Isn't that a kind of sailboat?
@Carol Dee People do actually, grow, eat and LOVE okra. It's an African thing-not sure if Northern or southern Africa.....
And awful lot of the traditionally "southern" crops are. cow peas (sorry, just "peas" if you are southern, since the English/European pea doesn't grow well there), sorghum (i'm not sure how much grain sorghum is consumed, but if sorghum had never been introduced southern baking would have changed with the nonexistence of Karo syrup.)
Actually I heard the slaves brought okra by hiding the seeds in their hair (that slime gets sticky when it dries so sticking them to something is pretty easy.)
Iced tea is appropriate for all meals and you start drinking it when you're two. We do like a little tea with our sugar. It is referred to as the Wine of the South.

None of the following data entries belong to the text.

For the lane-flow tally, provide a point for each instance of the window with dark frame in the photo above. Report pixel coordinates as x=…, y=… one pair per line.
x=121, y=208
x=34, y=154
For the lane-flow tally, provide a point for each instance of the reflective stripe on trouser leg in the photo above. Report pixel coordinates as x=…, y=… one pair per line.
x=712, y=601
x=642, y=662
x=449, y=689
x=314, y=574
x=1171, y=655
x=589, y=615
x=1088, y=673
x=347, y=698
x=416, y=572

And if you are a real died in the wood localist, you can even get all the ingredients locally, tea from the Charleston tea plantation, sugar from the Lousiana cane fields and water from wherever you are (if your water is good) or that limestone water from Kentucky everyone talks about (if it isn't)*
Speaking of water, there is a pair of questions I've always wanted to ask of a southerner.
1. What the heck is branch water?
2. If it is what I think it is (water from the same source as the water your bourbon got made from) where do you go to get it, the liquor store or the supermarket? (my dad actually asked a coworker who was Kentukian, but as he took (and always had taken) his bourbon neat, he did not know.
*I know that this might actually change the tea, since you would be adding alkaline water to acidic tea (even without lemon, tea is acidic). On the other hand, a lot of sweet tea recipes I have seen call for the addition of some baking soda, so it may be that making the PH more neutral is seen as a good thing for the flavor.